The push-up is a widely-known exercise that can be done anywhere. Many fitness enthusiasts are curious about whether push-ups can effectively target the biceps. Today, we will discuss this question in detail.
Can push-ups work the biceps?
Push-ups can indeed work the biceps.
During a push-up, the body relies on the strength of the arms, chest, abdomen, buttocks, and legs to support itself. As a result, the arms are constantly engaged, providing effective stimulation for muscle growth. Consistently performing push-ups over time can lead to the development of the biceps. Therefore, push-ups can help exercise the biceps.
How often should push-ups be done to target the biceps?

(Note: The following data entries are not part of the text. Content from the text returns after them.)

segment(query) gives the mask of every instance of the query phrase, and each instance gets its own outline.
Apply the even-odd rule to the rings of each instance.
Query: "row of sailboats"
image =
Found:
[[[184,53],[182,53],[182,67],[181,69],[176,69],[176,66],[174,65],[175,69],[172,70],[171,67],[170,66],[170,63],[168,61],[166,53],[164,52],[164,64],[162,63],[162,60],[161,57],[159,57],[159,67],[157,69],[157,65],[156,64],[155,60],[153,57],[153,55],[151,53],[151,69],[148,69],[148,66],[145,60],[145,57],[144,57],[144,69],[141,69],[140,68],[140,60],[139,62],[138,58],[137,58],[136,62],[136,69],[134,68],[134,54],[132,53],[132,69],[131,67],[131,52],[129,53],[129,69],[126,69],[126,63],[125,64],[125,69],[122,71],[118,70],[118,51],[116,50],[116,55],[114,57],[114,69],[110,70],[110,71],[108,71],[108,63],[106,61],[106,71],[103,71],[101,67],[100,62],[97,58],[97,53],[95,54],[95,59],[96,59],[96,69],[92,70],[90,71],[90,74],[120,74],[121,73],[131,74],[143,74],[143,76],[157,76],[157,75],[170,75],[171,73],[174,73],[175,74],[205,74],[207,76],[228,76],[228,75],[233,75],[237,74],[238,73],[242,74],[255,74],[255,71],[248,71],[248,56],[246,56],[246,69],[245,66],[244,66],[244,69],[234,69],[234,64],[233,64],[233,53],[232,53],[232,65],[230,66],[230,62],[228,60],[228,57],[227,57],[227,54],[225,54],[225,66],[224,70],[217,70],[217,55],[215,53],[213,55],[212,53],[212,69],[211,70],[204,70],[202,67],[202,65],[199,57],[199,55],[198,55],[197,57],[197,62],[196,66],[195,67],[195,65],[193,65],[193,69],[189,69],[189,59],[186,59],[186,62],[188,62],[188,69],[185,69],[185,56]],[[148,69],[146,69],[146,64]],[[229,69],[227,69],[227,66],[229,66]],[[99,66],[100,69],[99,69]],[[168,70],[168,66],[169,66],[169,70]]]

In order to effectively target the biceps, it is recommended to do push-ups every two to three days. The biceps require stimulation to develop, and when performing push-ups, the muscle fibers in the arms experience microtears. These tears are beneficial for muscle growth, but they require around 48 hours to repair and strengthen. Therefore, allowing two to three days between each session of push-ups is beneficial for muscle growth.
How many push-ups should be done?
For beginners who are just starting to target the biceps, it is recommended to start with 3 sets of 10 reps. As the body adapts to the intensity, gradually increase the number of reps. It is ideal to eventually perform 5-7 sets of 15 reps for the best results in targeting the biceps. Resting for 1 minute between each set is recommended. By consistently following this routine for two months, you should start to see some definition in the biceps.
Methods for targeting the biceps with push-ups
Standard push-up
Place your hands on the ground shoulder-width apart, with your legs and back fully extended and your elbows locked. Keep your eyes forward and lower your body until your chest is almost touching the ground, while maintaining a straight back. Control the movement as you push your body back up to the starting position. It is important to maintain a steady pace when performing this exercise.
Wide grip push-up
The wide grip push-up primarily targets the biceps. To perform this exercise, position your hands wider than shoulder-width apart, with your hands ideally at a 90-degree angle inward, approximately the width between your elbows. Lower your body until you feel a stretch in your chest muscles, and adjust your hand placement as necessary. When lowering to the lowest point, your forearms should ideally be perpendicular to the ground.
Tips
In addition to push-ups, you can incorporate dumbbell exercises or pull-ups to further target the biceps. However, it is important not to perform these exercises every day, as they are anaerobic exercises that can cause muscle tissue damage. Muscle growth requires time for recovery. Additionally, remember to consume a diet rich in protein when targeting the biceps.